Kata psikolog, masa-masa itu dikenal dengan pencarian jati diri. Saya sendiri kurang sepakat dengan istilah itu. Saya merasa tidak pernah kehilangan jati diri, jadi kenapa harus mencarinya?

(he he he, yo ngene iku lho wong ndablek tur ngeyelan. namanya juga penulis gak jelas bro :)

Singkat kata, saya akhirnya capek gonta-ganti "kepribadian". Dari ingin jadi A, B, C, D, hingga Z, semuanya gagal kepratal.

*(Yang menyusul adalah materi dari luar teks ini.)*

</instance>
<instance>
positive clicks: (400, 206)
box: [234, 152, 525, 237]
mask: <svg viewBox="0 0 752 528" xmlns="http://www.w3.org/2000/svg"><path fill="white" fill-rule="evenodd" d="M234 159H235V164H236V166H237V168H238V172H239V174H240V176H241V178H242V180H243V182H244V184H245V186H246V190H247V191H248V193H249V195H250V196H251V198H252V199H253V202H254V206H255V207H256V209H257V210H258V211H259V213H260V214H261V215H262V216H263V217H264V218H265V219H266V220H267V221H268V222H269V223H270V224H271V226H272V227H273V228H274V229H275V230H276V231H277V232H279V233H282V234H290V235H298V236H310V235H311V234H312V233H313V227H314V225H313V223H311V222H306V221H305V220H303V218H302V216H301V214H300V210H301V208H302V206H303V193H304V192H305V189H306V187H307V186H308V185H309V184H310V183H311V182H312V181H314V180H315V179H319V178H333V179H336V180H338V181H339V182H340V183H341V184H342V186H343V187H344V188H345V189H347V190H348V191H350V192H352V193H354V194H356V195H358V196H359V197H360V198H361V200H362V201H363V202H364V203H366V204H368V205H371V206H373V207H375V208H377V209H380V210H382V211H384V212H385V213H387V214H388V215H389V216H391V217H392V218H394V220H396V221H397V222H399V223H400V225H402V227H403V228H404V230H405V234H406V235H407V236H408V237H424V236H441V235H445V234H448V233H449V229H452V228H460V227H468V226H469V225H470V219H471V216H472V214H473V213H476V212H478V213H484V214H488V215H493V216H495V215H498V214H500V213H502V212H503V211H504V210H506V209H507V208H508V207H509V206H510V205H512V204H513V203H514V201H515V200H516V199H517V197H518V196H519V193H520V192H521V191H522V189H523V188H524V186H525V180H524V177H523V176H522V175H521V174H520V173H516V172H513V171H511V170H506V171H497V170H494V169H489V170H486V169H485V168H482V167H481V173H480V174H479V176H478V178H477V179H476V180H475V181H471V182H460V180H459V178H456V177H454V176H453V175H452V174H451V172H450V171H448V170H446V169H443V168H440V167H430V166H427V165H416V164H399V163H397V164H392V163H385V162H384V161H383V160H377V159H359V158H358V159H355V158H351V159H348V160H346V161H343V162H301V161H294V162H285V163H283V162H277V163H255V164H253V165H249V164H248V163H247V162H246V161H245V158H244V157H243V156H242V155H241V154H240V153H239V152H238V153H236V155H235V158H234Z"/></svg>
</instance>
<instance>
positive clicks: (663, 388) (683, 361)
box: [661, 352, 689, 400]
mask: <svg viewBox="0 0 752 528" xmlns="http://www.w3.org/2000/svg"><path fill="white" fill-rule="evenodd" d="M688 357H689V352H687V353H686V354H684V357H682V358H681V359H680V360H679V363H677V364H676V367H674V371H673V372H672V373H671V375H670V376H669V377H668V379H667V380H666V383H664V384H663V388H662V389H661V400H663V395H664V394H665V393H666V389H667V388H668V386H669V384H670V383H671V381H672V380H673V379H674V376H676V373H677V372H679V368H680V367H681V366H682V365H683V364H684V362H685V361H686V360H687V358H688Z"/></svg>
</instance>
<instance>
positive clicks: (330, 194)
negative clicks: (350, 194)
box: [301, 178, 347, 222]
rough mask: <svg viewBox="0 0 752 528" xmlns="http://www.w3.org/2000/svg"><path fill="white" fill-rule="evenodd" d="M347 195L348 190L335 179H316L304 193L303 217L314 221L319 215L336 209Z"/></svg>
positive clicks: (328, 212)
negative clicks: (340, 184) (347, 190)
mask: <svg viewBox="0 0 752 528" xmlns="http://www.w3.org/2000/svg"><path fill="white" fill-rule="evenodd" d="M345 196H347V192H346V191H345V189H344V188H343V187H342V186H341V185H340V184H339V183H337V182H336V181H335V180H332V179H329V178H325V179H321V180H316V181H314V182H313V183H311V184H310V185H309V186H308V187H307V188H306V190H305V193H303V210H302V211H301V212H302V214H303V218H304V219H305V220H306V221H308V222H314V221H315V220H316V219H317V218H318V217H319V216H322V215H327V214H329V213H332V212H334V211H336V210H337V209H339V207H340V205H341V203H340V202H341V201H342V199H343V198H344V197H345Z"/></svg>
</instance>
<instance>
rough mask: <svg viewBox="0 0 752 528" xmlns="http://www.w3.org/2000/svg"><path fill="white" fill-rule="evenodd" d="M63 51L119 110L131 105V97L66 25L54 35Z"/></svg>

Tak hanya soal lifestyle, di dunia tulis menulis pun saya melakukan eksperimen. Mulai dari mencoba meniru gaya bos Jawa Pos Dahlan Iskan, juragan Kompas Gramedia Jacob Oetama, hingga pentolan Tempo Goenawan Mohammad.

Hasilnya? weleh, weleh, weleh, ibarat roti, tulisan saya malah bantat ke mana-mana. Istilah kata dipangan ra kolu, dijual gak payu, disawatno bebek malah diguyu (wkwkwk, ra keno, ra keno, ra keno :)

Begitupun di ranah public speaking. Saya pernah mencoba meniru gaya Aa Gym yang tenang dan kharismatik. Pernah juga saya mengadaptasi style Zainudin MZ yang tajam, puitis, dan berwawasan luas.

Hasilnya? Bukan jadi seperti para pendakwah hebat, eh banyak yang bilang saya lebih mirip Tuyul, eh salah Tukul (ea, ea, ea, eaaaaa.... pertinyiinnyi. pertinyi-innyi :).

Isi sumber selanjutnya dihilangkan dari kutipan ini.